# Root Pruning



## Hydrokronics (Nov 7, 2008)

I am hoping somone in this forum might be able to help me with my over growing root issue. I have a waterfarm that is going out of control. it is on about week 6 from seed and already has completly filled the lower res with roots. To the point that they are coming out of the drain tube. I think this will be an issue due to the fact that there is still another minimum of eight weeks to go and thats if i flowered now. I am afraid of it becoming root bound in the system. 

My girls are doing unbelievable and i want to keep it that way. I have heard of root pruning and that it can be done but...... thats it. I know nothing about it *OR* if it will even help. I dont want to hurt them and i dont want to cause stress because the whole idea is to avoid stress from there being no root space. 

If anyone out there knows anything about root pruning and/or thinks i shouldnt do anything and just to let the roots do what they want to do, then please let me know!

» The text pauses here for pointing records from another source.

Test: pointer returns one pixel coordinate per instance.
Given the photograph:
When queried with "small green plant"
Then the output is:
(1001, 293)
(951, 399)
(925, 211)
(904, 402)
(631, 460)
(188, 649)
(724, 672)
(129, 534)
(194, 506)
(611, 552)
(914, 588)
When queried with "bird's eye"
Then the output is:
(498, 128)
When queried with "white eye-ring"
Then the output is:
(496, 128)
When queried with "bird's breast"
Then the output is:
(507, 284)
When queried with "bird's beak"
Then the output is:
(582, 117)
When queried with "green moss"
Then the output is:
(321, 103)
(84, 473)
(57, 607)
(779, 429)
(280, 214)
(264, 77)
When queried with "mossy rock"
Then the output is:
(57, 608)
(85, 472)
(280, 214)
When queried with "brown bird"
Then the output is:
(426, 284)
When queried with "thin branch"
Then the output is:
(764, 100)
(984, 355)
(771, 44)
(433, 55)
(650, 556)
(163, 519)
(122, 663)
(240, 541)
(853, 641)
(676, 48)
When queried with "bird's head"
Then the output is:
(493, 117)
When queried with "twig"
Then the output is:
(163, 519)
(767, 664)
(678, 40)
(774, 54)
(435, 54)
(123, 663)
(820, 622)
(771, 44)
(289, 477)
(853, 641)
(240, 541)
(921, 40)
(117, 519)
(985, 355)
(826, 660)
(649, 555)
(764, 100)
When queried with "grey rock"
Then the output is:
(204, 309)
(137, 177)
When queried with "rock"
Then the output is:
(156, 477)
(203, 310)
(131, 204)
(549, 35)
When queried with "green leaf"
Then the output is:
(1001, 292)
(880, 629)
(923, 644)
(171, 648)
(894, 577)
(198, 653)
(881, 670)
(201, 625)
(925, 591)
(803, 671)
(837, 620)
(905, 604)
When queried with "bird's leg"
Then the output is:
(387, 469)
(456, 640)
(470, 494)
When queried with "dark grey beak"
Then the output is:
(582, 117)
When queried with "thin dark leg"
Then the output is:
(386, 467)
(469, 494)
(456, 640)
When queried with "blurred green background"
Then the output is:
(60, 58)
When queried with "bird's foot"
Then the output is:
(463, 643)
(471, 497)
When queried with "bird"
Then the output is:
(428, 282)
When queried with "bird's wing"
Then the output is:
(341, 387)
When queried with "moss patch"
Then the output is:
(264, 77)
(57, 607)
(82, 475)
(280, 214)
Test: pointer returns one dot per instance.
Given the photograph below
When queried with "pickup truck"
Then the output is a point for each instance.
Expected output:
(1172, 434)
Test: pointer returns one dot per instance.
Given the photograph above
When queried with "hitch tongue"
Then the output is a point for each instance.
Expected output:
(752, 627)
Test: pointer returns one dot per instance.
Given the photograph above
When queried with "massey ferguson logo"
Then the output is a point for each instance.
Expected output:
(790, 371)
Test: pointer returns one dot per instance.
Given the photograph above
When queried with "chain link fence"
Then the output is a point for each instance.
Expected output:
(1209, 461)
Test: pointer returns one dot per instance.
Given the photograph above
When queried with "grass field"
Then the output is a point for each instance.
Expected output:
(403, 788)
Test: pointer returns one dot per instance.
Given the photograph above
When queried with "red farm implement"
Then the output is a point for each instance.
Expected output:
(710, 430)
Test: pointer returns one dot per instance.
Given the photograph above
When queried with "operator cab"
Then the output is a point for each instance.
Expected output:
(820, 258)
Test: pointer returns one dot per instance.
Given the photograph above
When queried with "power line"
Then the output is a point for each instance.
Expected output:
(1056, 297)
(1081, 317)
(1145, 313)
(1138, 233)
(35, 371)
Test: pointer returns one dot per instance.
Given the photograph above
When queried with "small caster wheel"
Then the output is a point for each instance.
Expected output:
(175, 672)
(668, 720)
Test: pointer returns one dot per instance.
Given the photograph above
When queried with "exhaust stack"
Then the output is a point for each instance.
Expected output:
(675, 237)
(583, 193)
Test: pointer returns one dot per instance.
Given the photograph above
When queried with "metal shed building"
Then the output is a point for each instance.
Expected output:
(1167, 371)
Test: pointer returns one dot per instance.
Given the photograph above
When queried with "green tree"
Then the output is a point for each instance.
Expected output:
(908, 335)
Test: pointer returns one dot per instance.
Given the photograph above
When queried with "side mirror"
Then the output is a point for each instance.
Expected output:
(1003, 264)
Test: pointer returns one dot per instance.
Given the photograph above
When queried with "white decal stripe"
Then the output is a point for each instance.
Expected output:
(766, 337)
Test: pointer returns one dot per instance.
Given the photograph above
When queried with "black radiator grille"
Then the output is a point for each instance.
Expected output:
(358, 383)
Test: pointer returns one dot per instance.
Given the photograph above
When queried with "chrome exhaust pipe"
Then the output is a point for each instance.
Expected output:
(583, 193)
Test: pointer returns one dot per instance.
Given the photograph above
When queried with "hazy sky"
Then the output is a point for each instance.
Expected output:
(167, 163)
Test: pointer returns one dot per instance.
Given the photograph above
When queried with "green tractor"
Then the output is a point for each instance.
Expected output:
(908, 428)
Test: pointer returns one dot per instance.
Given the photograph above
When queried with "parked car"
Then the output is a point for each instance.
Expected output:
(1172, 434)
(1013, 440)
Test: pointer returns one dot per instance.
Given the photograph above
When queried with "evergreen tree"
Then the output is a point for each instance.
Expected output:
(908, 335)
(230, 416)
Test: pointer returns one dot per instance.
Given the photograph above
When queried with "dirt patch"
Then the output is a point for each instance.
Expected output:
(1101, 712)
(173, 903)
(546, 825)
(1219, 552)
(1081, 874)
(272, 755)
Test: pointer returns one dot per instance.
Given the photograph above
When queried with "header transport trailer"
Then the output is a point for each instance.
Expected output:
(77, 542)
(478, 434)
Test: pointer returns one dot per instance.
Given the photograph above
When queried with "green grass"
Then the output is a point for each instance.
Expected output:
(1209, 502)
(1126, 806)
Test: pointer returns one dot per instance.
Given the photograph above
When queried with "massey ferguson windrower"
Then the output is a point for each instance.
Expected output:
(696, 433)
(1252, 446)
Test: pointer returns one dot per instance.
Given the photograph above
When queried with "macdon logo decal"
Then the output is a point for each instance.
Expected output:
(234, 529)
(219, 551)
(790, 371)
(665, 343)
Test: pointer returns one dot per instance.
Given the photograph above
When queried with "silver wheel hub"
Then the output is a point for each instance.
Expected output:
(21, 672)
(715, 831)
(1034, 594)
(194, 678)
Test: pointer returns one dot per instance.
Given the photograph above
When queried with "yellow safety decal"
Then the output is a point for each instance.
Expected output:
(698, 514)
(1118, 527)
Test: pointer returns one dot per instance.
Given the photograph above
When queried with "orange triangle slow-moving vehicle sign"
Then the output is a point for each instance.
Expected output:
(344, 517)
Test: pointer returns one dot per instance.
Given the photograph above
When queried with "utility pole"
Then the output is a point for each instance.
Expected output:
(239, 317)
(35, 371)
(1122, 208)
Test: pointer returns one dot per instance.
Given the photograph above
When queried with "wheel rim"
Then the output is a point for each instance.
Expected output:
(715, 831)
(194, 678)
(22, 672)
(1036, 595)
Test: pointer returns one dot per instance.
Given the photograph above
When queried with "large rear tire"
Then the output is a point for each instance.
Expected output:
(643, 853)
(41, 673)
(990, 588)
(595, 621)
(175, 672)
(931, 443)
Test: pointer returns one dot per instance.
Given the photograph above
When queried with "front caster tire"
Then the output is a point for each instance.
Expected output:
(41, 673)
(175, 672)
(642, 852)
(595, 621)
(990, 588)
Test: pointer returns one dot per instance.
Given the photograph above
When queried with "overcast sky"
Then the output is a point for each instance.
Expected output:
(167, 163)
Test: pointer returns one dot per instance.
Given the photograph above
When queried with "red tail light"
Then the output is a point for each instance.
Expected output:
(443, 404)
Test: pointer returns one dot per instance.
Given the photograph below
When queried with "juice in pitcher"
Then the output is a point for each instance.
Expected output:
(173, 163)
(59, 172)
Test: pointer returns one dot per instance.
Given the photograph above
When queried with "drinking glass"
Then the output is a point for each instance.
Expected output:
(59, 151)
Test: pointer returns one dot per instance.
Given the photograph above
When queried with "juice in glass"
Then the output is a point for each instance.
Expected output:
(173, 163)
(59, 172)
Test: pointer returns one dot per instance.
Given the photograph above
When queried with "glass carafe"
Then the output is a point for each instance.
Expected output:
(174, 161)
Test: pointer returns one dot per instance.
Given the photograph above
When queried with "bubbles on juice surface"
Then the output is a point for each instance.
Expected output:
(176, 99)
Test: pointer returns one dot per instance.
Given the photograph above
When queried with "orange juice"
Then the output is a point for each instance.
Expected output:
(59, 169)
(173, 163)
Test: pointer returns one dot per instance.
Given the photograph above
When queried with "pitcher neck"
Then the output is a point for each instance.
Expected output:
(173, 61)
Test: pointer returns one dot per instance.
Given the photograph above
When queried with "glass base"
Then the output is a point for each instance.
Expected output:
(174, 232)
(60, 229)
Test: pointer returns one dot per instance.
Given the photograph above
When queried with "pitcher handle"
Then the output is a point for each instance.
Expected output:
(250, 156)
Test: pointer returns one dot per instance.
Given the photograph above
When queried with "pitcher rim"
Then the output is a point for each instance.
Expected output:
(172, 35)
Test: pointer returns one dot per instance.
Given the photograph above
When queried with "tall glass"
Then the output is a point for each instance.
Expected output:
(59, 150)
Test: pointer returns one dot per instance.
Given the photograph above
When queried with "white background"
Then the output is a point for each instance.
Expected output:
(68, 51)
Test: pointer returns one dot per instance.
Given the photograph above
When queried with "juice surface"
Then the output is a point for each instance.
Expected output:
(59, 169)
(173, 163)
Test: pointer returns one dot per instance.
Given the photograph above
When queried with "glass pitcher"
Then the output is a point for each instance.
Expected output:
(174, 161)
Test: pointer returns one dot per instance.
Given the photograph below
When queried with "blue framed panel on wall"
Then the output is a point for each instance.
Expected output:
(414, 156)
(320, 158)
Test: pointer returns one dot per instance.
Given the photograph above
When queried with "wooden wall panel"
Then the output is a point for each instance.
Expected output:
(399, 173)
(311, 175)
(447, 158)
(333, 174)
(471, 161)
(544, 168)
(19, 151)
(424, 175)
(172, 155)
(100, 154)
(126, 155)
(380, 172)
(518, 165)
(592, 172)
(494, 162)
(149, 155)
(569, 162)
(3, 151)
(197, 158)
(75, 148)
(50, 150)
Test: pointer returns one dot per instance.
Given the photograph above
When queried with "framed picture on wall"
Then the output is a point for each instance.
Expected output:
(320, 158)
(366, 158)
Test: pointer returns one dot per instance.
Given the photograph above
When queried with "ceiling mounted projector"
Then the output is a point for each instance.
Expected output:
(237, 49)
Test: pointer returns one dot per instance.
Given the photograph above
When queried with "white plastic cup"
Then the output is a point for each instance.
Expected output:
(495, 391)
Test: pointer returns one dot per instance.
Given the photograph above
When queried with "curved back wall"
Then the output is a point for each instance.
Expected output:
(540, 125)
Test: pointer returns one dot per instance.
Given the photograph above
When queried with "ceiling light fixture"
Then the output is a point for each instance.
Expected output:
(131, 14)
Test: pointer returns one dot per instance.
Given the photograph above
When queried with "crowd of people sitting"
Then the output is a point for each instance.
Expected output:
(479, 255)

~~ Let me know if you want some pics of the craziest root growth i have ever seen ~~


----------



## Roseman (Nov 7, 2008)

I know nothing of root pruning from reading ro studying, but I do have some experience with pruning roots. 
I grow in a 8 gallon tank, 6 gallons of water, BUBBLEPONICS AND DWC. I start with seed int he system. I get an average of half males and half females and at 5 weeks, I start BLOOM or FLOWERING and at about 6 to 7 weeks, I see SEX. Then I have to remove the males and that is a chore and a half, believe me. (I've done this 9 times) 
I jsut get the shears and whack half way betweent eh two plants, pull that male out and then try to clean out any remaining roots that are no longer attached . My females go into shock because I cut a bunch of their roots off too, but the next day, in about 24 hours, they bounce back and do just fine. 
Ont he last 4 grows I did, I remvoed the females and put them in 5 gallon buckets. Again, that menas I cut 25% to half the roots off, and they still do jsut fine after I get themb ack in some deep water, and a day passes by.
I hope this helps you.


----------



## Hydrokronics (Nov 7, 2008)

Roseman said:


> I know nothing of root pruning from reading ro studying, but I do have some experience with pruning roots.


 
Thanks.... I Think. So basicly it can be done but i am hoping more along the lines of tips to pruning the roots and/or ways to prune that would be less damaging then other ways. just like everything, I am sure there is a good way and there is a bad way


----------



## Hydrokronics (Nov 8, 2008)

Someone, Anyone. There has got to be someone out there who has been pruning roots for years or somthing and knows all about it


----------



## DND (Nov 8, 2008)

Really is nothing to it...use sterile, sharp scissors to cut the excess roots off and go about your day. They will grow right back and may need to be repeated a few times.


----------



## Hydrokronics (Nov 8, 2008)

true, how much do you think should be cut at one time. Im just afraid to do harm to the results and or stress to the point of herm. Guess ill find out ~Thanks bro


----------



## DND (Nov 8, 2008)

I wouldn't go crazy, but I have cut off almost all of a plants roots before in DWC because of root rot and had no issues except for slowed growth for a few days. Start with a few inches and see how they react, then you'll know for the next go around. Every strain is different and once you find what's right, document it so that you have it in the future when/if you grow this strain again. GL & YW!


----------



## Resinpro (Nov 9, 2008)

Fill us in on how it turns out.


----------



## Hydrokronics (Nov 9, 2008)

def will. thank you for your help bro +rep


----------



## bikeskill (Nov 9, 2008)

just dont cut the main root to much


----------



## Roseman (Nov 9, 2008)

I have cut off 60%, and still did OK.


----------



## doctorD (Nov 10, 2008)

Yep you can just chop away at it. I have done it many times with no prob.


----------